Eines von zwei Dingen, die man an dem Film bemängeln könnte ist, dass der Fokus ein bisschen mehr auf Godzilla richten könnte. Andererseits haben Regisseur Ryuhei Kitamura und seine Leute etwas geschafft, das ich ihnen so gar nicht zugetraut hätte: Zum ersten Mal waren mir die restlichen Protagonisten nicht völlig wurscht. Das lag hier vor allem an Don Frye, der einfach einen extrem coolen Kapitän spielt (und den man dringend für die Rolle des Man at Arms anrufen sollte, wenn sich der ewig angekündigte Film „Grayskull“ vielleicht doch noch aus der „development hell“ erhebt) und Kazuki Kitamura, der verstanden hat, dass er hier als Antagonist so dermaßen overacten muss, dass Jeremy Irons in „Dungeons & Dragons“ dagegen fast natürlich wirkt.
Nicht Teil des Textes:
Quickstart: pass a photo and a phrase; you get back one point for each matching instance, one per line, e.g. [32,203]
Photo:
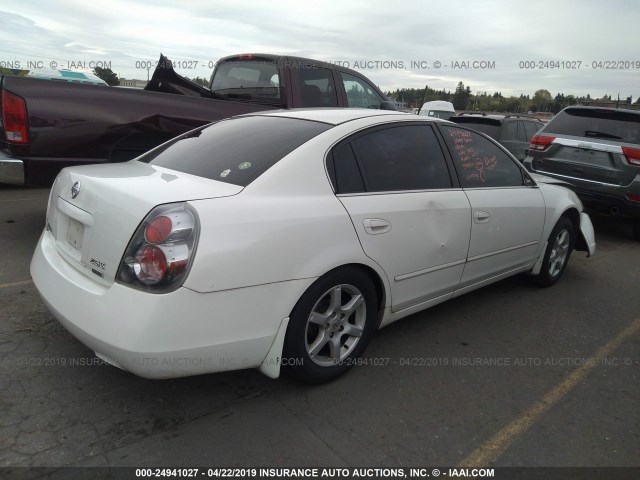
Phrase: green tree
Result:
[461,96]
[107,75]
[542,100]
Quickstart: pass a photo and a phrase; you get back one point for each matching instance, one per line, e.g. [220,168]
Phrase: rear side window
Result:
[235,151]
[391,159]
[255,80]
[509,131]
[480,163]
[597,123]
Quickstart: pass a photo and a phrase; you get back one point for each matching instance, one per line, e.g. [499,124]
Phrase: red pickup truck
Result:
[47,125]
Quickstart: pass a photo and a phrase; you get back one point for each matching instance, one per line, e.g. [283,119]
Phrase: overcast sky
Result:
[395,43]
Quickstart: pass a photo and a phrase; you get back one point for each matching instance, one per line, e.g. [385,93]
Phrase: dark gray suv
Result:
[513,132]
[598,151]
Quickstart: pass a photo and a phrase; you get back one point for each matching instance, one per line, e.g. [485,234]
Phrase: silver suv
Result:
[598,151]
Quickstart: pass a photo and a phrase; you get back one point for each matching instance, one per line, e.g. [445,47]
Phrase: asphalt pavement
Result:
[510,375]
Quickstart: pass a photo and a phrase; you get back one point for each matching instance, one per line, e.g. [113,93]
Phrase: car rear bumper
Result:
[11,170]
[597,197]
[608,204]
[160,335]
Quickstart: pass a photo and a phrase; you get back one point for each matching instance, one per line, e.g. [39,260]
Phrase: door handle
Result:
[376,226]
[481,217]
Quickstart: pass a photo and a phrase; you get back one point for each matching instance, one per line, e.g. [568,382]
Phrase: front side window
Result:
[480,163]
[359,93]
[531,128]
[391,159]
[317,87]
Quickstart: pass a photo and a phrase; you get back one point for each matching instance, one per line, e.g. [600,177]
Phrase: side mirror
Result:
[387,105]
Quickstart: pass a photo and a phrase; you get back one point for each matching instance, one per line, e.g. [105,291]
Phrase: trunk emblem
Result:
[75,190]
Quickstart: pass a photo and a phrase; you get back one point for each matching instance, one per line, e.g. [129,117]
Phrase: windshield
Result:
[488,126]
[248,80]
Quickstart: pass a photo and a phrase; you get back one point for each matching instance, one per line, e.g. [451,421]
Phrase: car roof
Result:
[497,116]
[336,116]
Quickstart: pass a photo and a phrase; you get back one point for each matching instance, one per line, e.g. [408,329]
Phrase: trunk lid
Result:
[94,210]
[596,161]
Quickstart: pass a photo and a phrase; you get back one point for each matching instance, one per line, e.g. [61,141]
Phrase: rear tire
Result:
[330,326]
[636,229]
[559,248]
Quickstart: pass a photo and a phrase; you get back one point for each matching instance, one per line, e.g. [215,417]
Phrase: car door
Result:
[396,186]
[507,208]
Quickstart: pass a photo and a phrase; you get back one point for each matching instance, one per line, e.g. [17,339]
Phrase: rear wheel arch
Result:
[332,323]
[381,291]
[574,216]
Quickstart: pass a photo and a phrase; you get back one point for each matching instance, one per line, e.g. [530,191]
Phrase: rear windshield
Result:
[488,126]
[255,81]
[623,126]
[235,151]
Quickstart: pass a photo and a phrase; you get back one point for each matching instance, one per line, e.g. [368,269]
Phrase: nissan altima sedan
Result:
[285,239]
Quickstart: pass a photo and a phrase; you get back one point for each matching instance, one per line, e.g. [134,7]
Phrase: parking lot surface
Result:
[509,375]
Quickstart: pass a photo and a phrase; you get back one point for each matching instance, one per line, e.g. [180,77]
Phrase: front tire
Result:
[330,326]
[559,248]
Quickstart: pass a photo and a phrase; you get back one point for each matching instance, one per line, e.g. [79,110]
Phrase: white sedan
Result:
[285,239]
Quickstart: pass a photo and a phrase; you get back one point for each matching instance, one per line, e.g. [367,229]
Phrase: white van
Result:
[438,109]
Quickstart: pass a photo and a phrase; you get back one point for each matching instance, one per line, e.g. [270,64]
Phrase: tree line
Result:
[463,99]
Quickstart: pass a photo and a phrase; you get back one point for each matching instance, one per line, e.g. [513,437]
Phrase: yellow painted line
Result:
[15,284]
[496,445]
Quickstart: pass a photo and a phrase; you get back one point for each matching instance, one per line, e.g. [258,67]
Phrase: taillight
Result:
[632,155]
[161,250]
[14,118]
[540,142]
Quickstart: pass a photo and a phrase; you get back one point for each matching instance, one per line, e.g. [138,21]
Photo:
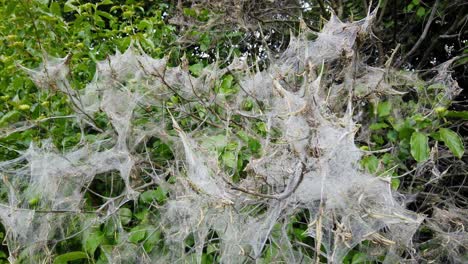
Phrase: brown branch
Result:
[423,35]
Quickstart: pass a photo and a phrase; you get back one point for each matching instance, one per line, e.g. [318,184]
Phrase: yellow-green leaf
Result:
[419,146]
[453,141]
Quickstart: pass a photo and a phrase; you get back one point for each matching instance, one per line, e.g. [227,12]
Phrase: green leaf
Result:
[453,141]
[152,239]
[383,109]
[92,241]
[419,146]
[157,195]
[55,9]
[70,256]
[226,84]
[457,114]
[69,7]
[229,159]
[421,11]
[196,69]
[137,234]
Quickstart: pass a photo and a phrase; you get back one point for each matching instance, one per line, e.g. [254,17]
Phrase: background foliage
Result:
[200,32]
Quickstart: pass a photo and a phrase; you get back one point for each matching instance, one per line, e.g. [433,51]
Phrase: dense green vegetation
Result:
[428,130]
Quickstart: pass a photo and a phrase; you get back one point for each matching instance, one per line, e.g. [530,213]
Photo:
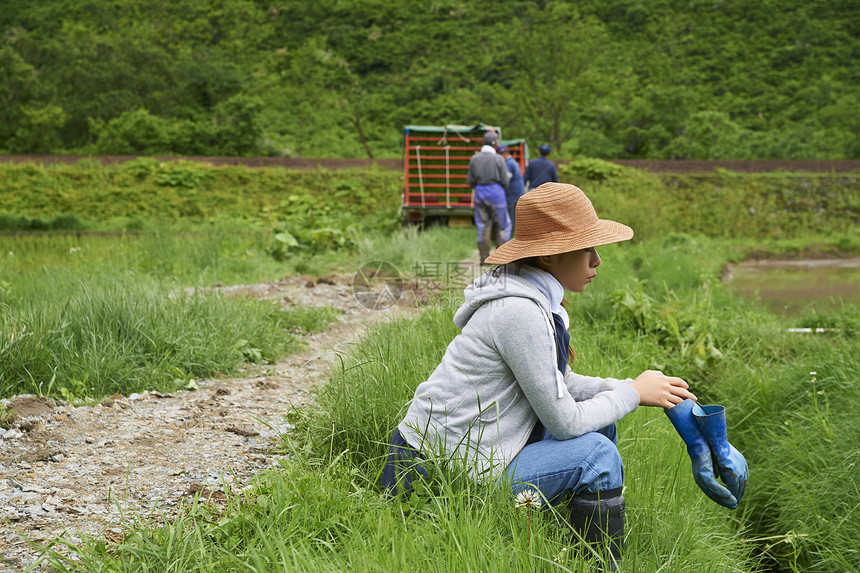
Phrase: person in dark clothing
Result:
[516,188]
[489,177]
[540,170]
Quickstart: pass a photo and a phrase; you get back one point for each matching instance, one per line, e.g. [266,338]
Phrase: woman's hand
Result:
[657,389]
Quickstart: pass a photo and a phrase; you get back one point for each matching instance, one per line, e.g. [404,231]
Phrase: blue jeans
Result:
[587,464]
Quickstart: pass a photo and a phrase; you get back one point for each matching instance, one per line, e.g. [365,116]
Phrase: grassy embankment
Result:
[657,303]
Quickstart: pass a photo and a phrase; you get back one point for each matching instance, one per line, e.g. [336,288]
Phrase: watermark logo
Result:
[377,285]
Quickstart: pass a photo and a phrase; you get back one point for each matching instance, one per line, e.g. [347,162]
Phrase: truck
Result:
[435,172]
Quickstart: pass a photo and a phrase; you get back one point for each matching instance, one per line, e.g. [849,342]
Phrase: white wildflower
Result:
[528,498]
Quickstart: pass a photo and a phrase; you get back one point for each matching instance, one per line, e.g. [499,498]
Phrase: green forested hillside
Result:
[724,79]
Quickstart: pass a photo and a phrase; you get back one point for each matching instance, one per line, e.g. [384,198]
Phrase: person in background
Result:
[488,177]
[540,170]
[516,188]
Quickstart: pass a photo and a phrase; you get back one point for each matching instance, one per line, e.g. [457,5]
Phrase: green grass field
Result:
[81,317]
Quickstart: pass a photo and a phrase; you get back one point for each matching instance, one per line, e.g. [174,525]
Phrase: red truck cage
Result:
[435,170]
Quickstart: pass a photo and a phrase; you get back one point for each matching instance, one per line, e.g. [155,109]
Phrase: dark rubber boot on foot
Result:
[599,519]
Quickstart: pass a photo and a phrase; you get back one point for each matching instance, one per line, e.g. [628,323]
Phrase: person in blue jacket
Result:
[516,187]
[540,170]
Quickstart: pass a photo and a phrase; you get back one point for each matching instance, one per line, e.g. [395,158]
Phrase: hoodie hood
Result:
[495,284]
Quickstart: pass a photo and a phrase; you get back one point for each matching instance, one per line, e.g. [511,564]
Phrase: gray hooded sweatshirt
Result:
[500,375]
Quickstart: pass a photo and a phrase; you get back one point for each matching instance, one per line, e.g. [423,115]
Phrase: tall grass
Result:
[655,304]
[126,333]
[324,511]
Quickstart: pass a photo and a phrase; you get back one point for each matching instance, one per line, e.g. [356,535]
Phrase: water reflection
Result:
[788,286]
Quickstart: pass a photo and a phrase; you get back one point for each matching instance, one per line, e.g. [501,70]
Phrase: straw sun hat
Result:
[557,218]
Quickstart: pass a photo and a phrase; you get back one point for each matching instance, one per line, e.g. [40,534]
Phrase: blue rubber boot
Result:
[729,462]
[687,427]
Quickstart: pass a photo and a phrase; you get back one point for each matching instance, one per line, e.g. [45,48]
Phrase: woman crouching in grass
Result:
[504,398]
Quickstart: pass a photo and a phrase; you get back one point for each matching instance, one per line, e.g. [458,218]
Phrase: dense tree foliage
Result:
[724,79]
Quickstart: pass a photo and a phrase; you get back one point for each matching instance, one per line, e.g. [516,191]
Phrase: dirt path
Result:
[91,469]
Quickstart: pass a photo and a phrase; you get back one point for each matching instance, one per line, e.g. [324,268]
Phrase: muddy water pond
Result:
[788,286]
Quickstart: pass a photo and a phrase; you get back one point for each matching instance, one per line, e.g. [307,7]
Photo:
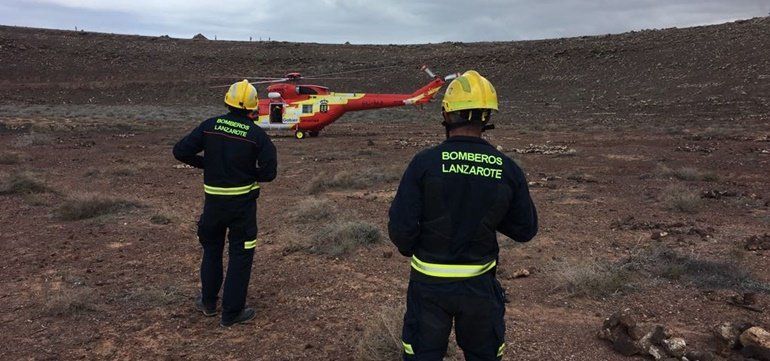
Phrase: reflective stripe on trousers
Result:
[230,191]
[451,270]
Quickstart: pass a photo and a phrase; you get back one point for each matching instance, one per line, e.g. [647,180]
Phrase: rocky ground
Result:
[647,156]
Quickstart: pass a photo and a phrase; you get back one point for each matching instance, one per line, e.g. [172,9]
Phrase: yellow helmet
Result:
[469,91]
[242,95]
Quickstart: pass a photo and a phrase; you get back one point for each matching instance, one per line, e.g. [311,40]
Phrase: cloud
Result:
[371,21]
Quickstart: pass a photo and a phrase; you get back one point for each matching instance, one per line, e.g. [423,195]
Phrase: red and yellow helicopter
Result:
[307,109]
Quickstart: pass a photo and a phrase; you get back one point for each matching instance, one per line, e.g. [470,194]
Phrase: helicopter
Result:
[307,109]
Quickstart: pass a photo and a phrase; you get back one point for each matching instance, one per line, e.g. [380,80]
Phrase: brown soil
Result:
[121,286]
Die zweite Sache, welche den Film runterzieht, stört dafür empfindlich. Den ganzen Subplot rund um Godillas ach so süßen Sohn Minya mit dem fast noch nervigeren kleinen Jungen und dem grenzdebilen Opa hätte man sich schenken können. Nicht nur, dass die Idee, dass Godzilla ein Kind hat an und für sich schon ziemlich deppert ist, tun sich bei den Szenen jede Menge Logiklöcher auf, wie zum Beisiel: Wieso kann sich Minya mit den Menschen pantomimisch verständigen? Sein Vater wird es ihm wohl kaum beigebracht haben, der kennt außer „Ich steig auf dich drauf und dann bist du platt“ ja nicht sehr viele Formen der Veständigung. Ganz zu schweigen davon, dass Minya offenbar von Anfang an weiß was los ist, obwohl er sich über die Geschehnisse gar nicht informieren konnte. (Wie denn auch?)

Fazit zu Godzilla – Final Wars
„Godzilla – Final Wars“ ist ein sehr unterhaltsamer FIlm. Wer auf Aliens und völlig wahnsinnige Monsterbalgereien steht, sollte dringend einen Blick darauf werfen.